An opportunistic visit to one of the best wildfowl sanctuaries in the World during its peak season.
We headed into Rajasthan for the first time during our trip, our destination being the city of Bharatpur where we would catch our train for the two-hour journey to Ranthambore. On reaching Bharatpur we were met by the local representative of the tour company who told us that our train was running at least a couple of hours late.
He gave us a couple of options, one of which was to visit the close-by Keoladeo National Park.
Keoladeo National Park is a man-made and man-managed wetland which protects Bharatpur from the frequent floods, provides grazing grounds for village cattle, and in earlier times was used as a waterfowl hunting ground. Unfortunately, there had been several years of drought, but due to the importance of the park water had been allowed to flow to the park from the local supply.
The 30km2 park is a mosaic of dry grasslands, woodlands, woodland swamps and wetlands providing habitats to 366 bird species, 379 floral species, 50 species of fish, 13 species of snakes, 5 species of lizards, 7 amphibian species, 7 turtle species, and a variety of other invertebrates.

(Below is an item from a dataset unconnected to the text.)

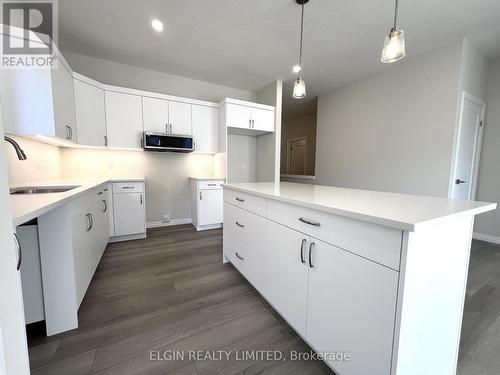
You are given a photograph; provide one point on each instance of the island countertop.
(27, 207)
(400, 211)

Every year thousands of migratory waterfowl come to this park for wintering and breeding and we were lucky enough to be visiting during the prime time. The sanctuary is one of the richest bird areas in the world and is known for nesting of resident birds and visiting migratory birds including water birds. According to founder of the World Wildlife Fund Peter Scott, Keoladeo National Park is one of the world’s best bird areas.
As our time was limited we hired a guide and a horse drawn cart to take to the best viewing areas of the park. The long causeway that runs like a spine through Keoladeo is several miles long, so walking was not an option. Our guide was fantastic, and we made frequent stops along the way to see the wildlife and take some photos. For us the most exciting birds for us were the brightly coloured kingfishers, of which there were quite a few to see; this was a delight as I had never seen one in the wild before! We got to see two of the five types of kingfisher that are found in the park; the larger white throated kingfisher and the smaller common kingfisher (which are also found in the UK but are rare).
This unplanned visit to Keoladeo was wonderful and we were really glad to have had the chance to go there during the winter season when all the migratory birds were in residence. For once were pleased that our train was running late!